L’espace a longtemps été considéré comme un espace inaccessible, relevant presque de la métaphysique. Mais tout a changé après la dernière guerre mondiale lorsque les grandes puissances du monde ont commencé à développer des fusées suffisamment puissantes pour leur permettre d’échapper à la gravité de notre belle planète.

Désormais, nous sommes prêts à investir le système solaire et à établir des colonies durables sur d’autres planètes.

Une photo de la Terre prise depuis l'espace

Photo de NASA – Unsplash

Du moins, certains d’entre nous le sont. En réalité, les Américains ont une longueur d’avance sur le reste du monde, notamment grâce aux nombreuses avancées réalisées par SpaceX sur ses lanceurs réutilisables.

L’Europe ne veut pas rester sur le banc de touche

Mais les États-Unis ne sont pas les seuls à avoir la tête dans les étoiles. Longtemps à la traîne, la Chine a désormais rattrapé son retard et elle travaille elle aussi sur des missions spatiales extrêmement ambitieuses.

Quant à la Russie, elle peut toujours compter sur la robustesse de ses navettes Soyouz et sur le savoir-faire de ses ingénieurs.

L’Europe, pour sa part, a collaboré à plusieurs reprises avec les États-Unis, mais elle semble désormais vouloir prendre son indépendance.

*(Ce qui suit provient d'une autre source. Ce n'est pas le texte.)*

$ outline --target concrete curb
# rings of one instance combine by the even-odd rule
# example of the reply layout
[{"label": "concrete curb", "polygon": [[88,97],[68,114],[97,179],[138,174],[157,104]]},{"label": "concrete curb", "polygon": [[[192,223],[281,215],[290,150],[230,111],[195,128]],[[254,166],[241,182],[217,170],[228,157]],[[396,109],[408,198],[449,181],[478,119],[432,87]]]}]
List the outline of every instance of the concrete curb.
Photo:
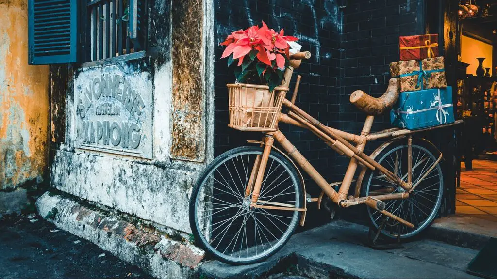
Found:
[{"label": "concrete curb", "polygon": [[427,230],[426,236],[434,240],[470,249],[480,250],[490,240],[491,236],[454,228],[442,223],[434,223]]},{"label": "concrete curb", "polygon": [[153,229],[137,227],[61,195],[45,193],[36,205],[38,213],[57,227],[158,278],[192,278],[205,256],[203,250],[189,243],[165,238]]}]

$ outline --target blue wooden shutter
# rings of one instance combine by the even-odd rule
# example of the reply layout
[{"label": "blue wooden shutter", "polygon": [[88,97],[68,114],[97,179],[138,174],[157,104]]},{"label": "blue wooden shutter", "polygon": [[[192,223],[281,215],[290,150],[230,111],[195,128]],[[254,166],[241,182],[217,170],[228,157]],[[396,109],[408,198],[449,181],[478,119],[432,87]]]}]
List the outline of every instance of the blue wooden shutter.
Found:
[{"label": "blue wooden shutter", "polygon": [[147,0],[129,0],[129,38],[135,49],[145,47],[147,8]]},{"label": "blue wooden shutter", "polygon": [[78,0],[28,0],[31,65],[78,62]]}]

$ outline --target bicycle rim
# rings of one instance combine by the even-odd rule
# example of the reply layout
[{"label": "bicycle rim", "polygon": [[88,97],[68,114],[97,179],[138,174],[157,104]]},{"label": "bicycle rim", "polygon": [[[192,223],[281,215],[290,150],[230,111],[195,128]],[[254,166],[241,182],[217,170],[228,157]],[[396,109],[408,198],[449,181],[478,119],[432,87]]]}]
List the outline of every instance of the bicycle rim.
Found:
[{"label": "bicycle rim", "polygon": [[[388,149],[380,157],[378,163],[393,173],[407,181],[407,145],[400,145]],[[412,181],[415,185],[425,172],[437,160],[437,158],[424,146],[412,145]],[[392,194],[405,192],[404,190],[389,182],[381,173],[371,173],[368,180],[366,195],[373,191],[394,188]],[[435,218],[441,204],[443,188],[443,177],[439,164],[426,176],[409,198],[385,201],[385,210],[414,224],[411,229],[397,222],[389,220],[382,233],[390,237],[397,237],[400,231],[401,237],[414,236],[431,223]],[[390,193],[390,191],[389,191]],[[368,208],[370,219],[378,228],[384,217],[381,213]]]},{"label": "bicycle rim", "polygon": [[[192,197],[195,199],[192,209],[196,236],[202,246],[223,262],[246,264],[279,250],[293,233],[299,212],[250,209],[251,196],[245,197],[246,187],[262,149],[235,150],[216,159],[199,178]],[[279,155],[270,154],[258,203],[299,208],[300,180],[293,166]]]}]

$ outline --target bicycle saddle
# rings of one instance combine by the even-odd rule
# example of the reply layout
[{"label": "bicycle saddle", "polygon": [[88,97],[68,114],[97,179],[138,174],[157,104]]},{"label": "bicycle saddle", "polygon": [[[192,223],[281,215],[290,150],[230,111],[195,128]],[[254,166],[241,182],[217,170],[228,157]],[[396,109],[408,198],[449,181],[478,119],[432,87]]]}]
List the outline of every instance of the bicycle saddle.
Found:
[{"label": "bicycle saddle", "polygon": [[397,78],[390,78],[388,88],[381,97],[374,98],[362,90],[355,90],[350,95],[350,102],[368,115],[378,116],[389,111],[399,99],[400,90]]}]

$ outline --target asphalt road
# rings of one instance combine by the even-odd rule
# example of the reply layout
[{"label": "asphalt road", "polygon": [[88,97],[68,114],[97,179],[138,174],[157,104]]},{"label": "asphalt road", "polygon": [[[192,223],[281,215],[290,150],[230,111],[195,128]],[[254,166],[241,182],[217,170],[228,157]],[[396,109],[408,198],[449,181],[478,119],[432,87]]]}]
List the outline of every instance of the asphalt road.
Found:
[{"label": "asphalt road", "polygon": [[151,278],[39,216],[18,215],[0,219],[0,278]]}]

Thierry Breton a en effet déclaré à Reuters lors d’une interview que l’Union européenne allait accélérer ses plans à la lumière des progrès rapides réalisés par les sociétés privées comme SpaceX ainsi que des nombreux succès de la Chine.

Fermement décidé à ne pas rester sur le banc de touche, l’homme fort de l’UE a ainsi décidé d’accélérer le déploiement de ses satellites de navigation Galileo de trois ans, à l’horizon 2024, et il a également annoncé que son budget sera pour la première fois attribué à l’élaboration de fusées réutilisables et d’autres nouvelles technologies de lancement.

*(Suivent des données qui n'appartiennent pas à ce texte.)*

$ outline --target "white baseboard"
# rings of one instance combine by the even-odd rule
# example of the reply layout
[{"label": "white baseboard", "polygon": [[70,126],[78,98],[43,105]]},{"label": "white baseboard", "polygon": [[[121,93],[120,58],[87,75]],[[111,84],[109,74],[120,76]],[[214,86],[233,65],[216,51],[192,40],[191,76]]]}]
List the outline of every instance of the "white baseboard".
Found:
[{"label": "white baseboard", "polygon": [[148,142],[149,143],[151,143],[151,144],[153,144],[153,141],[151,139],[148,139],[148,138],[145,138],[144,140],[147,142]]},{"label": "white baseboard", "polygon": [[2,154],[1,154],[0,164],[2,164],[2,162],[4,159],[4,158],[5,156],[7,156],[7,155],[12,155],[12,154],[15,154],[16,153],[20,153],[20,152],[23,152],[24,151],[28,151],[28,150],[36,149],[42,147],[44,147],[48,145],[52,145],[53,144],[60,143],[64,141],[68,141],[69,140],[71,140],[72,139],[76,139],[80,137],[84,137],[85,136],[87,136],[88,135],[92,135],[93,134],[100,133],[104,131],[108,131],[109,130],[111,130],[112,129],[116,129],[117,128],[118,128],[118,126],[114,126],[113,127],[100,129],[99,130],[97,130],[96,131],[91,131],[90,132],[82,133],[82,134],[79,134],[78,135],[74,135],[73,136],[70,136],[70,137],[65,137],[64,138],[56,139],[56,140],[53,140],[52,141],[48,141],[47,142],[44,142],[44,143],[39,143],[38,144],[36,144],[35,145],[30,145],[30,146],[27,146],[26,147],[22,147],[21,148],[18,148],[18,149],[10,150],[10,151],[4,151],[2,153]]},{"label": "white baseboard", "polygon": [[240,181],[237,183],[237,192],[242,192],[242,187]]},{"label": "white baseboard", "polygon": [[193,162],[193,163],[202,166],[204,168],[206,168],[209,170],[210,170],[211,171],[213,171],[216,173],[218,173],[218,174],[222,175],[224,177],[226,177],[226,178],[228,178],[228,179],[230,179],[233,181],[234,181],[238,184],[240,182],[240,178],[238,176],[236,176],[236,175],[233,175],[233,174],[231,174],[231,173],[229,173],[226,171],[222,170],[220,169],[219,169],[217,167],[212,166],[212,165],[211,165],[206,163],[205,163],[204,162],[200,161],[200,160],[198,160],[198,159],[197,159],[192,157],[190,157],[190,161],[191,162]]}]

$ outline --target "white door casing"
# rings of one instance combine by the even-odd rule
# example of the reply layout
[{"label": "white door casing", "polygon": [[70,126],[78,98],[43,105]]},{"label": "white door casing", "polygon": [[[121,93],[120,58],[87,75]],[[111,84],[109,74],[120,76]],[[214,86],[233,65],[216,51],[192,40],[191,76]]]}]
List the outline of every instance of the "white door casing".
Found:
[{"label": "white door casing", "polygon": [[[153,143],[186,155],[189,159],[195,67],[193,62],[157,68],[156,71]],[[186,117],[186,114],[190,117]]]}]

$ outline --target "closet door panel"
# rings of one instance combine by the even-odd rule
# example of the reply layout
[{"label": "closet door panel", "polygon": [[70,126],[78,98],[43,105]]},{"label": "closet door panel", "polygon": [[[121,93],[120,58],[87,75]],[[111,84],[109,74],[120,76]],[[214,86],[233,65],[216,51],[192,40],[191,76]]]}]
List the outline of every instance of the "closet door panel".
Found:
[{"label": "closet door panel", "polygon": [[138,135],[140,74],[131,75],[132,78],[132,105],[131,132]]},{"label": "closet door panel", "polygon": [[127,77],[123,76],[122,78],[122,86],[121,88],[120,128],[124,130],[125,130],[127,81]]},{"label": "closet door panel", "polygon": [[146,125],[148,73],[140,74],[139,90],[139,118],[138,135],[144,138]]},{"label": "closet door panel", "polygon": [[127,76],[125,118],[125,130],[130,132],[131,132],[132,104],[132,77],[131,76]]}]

À lire aussi : La mission Exomars décalée en 2022

Des projets très ambitieux. Peut-être trop.

Il a également fait savoir que l’Union européenne s’apprêtait à conclure d’un accord d’un milliard d’euros avec Arianespace pour stimuler l’innovation. Enfin, un Fonds spatial européen va être constitué et des concours seront organisés afin d’encourager les startups du secteur.

Thierry Breton espère également lancer un réseau paneuropéen à large bande par satellite ainsi qu’un système pour éviter les collisions avec des satellites et d’autres objets en orbite.

L’intention est louable, mais il faudra bien entendu attendre pour voir si ces multiples promesses seront respectées… et si les états membres parviendront réellement à se mettre d’accord et à débloquer le budget nécessaire à tous ces travaux. Au vu du contexte actuel, rien n’est encore gagné.